SLIMSTORE: A Cloud-based Deduplication System for Multi-version Backups
Zihao Zhang,Huiqi Hu,Zhihui Xue,Changcheng Chen,Yang Yu,Cuiyun Fu,Xuan Zhou,Feifei Li
DOI: https://doi.org/10.1109/ICDE51399.2021.00164
2021-01-01
Abstract:Cloud backup is becoming the preferred way for users to support disaster recovery. In addition to its convenience, users are deeply concerned about reducing storage costs in the face of large-scale backup data. Data deduplication is an effective method for backup storage. However, current deduplicate methods lack the utilization of cloud resources to provide scalable backup service for cloud backup users, and cannot meet the biased preference for different backup versions. For new backup versions, users want higher deduplicate and restore speed to reduce the waiting time. Conversely, reducing storage costs is more necessary for old backup versions.

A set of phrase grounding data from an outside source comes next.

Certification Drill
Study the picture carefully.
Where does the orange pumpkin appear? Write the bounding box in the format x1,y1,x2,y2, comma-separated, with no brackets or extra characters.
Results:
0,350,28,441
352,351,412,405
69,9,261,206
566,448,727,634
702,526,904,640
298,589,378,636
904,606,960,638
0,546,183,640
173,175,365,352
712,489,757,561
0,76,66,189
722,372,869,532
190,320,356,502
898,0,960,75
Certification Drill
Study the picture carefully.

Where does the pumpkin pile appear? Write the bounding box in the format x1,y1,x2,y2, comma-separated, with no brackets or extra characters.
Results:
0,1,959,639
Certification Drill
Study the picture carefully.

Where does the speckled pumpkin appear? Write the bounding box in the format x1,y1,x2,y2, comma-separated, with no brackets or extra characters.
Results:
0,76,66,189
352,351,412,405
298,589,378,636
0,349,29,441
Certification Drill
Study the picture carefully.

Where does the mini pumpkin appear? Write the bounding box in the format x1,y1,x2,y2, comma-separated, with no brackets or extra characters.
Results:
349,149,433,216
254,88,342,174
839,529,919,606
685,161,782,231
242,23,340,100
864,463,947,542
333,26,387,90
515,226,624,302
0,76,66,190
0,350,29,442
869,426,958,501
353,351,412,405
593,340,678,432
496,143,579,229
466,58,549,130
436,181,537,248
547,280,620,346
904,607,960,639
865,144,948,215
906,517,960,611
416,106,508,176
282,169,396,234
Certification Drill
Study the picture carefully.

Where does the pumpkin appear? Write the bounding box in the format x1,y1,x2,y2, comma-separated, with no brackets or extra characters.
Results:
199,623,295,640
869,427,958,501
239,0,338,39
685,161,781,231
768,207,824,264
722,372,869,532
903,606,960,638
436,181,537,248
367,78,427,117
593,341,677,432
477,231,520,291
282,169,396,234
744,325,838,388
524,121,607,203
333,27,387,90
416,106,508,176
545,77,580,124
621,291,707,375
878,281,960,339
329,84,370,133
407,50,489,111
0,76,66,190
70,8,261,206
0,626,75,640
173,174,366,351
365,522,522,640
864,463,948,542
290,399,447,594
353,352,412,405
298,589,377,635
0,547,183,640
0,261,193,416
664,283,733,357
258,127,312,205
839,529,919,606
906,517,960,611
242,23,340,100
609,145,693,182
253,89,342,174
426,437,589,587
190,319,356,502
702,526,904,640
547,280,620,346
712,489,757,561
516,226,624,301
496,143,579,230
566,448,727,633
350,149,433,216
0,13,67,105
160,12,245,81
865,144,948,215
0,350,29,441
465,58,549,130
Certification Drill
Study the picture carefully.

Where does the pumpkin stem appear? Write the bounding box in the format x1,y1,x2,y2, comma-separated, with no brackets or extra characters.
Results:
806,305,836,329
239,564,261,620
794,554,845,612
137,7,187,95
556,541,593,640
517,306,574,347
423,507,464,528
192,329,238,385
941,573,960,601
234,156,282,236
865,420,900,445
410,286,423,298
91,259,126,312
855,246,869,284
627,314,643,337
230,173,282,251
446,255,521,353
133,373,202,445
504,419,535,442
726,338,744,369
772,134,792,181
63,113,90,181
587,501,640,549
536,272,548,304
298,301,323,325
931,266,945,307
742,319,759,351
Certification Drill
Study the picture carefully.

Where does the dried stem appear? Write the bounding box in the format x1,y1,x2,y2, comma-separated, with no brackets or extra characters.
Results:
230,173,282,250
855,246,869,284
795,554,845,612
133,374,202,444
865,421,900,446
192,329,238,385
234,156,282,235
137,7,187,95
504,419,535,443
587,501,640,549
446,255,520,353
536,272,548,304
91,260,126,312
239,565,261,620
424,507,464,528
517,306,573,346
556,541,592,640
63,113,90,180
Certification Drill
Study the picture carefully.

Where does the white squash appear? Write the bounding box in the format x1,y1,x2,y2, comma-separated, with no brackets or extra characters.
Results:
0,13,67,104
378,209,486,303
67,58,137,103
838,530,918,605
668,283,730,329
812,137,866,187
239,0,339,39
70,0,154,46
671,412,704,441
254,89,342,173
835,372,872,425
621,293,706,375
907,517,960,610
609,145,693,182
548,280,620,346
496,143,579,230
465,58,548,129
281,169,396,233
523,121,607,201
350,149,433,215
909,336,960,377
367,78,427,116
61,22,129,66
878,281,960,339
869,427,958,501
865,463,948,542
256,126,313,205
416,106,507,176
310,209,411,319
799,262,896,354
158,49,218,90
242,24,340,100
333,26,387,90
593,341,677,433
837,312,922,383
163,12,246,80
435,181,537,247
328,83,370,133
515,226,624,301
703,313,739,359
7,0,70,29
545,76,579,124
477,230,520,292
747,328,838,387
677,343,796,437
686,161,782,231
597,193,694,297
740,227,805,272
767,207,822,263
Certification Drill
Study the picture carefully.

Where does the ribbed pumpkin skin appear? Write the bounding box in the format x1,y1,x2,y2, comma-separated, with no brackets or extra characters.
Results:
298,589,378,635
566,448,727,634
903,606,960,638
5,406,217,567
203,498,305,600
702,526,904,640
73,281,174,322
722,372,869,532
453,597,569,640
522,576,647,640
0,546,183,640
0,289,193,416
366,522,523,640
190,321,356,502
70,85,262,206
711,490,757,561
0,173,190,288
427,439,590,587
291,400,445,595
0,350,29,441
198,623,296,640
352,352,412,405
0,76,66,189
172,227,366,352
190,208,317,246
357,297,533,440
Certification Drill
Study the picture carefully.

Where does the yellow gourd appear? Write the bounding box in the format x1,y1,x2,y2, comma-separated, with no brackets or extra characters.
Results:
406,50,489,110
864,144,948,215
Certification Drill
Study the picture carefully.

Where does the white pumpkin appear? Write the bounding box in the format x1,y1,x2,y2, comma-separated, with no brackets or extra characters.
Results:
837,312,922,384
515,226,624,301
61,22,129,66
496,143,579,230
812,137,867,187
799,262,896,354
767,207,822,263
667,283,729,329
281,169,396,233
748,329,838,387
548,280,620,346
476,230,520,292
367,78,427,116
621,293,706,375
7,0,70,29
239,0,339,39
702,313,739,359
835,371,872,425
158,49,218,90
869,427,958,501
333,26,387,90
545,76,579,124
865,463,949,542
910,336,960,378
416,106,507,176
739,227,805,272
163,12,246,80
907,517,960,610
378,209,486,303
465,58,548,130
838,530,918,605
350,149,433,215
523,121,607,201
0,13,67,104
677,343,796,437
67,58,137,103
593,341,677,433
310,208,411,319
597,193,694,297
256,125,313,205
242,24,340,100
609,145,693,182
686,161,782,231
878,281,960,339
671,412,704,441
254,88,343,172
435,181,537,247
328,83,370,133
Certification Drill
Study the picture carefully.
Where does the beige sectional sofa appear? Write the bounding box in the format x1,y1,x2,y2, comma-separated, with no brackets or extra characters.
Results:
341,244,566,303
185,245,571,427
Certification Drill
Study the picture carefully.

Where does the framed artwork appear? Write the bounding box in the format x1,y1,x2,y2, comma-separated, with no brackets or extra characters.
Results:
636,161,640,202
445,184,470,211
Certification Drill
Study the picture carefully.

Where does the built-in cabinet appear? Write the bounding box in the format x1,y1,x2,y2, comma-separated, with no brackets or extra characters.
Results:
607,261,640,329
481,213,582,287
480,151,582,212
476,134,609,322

In this paper, we present SLIMSTORE, with a cloud-based deduplication architecture that disassembles the system into a storage layer and a computing layer to support elastic utilization of cloud resources. We propose two types of processing nodes with different design focuses to meet the needs of cloud-based backup. The L-node exploits locality and similarity, and adopts a history-aware strategy to provide fast online deduplication service. L-node also optimizes online restoration to realize high restore efficiency. Meanwhile, the G-node provides exact deduplication offline for the old versions, and helps the restore performance of the new versions by optimizing their physical storage. We compare SLIMSTORE with some state-of-art deduplicate and restore methods. Experimental results show that SLIMSTORE can achieve fast deduplication, efficient restoration, and effective space reduction. Furthermore, SLIMSTORE attains scalable deduplication and restoration.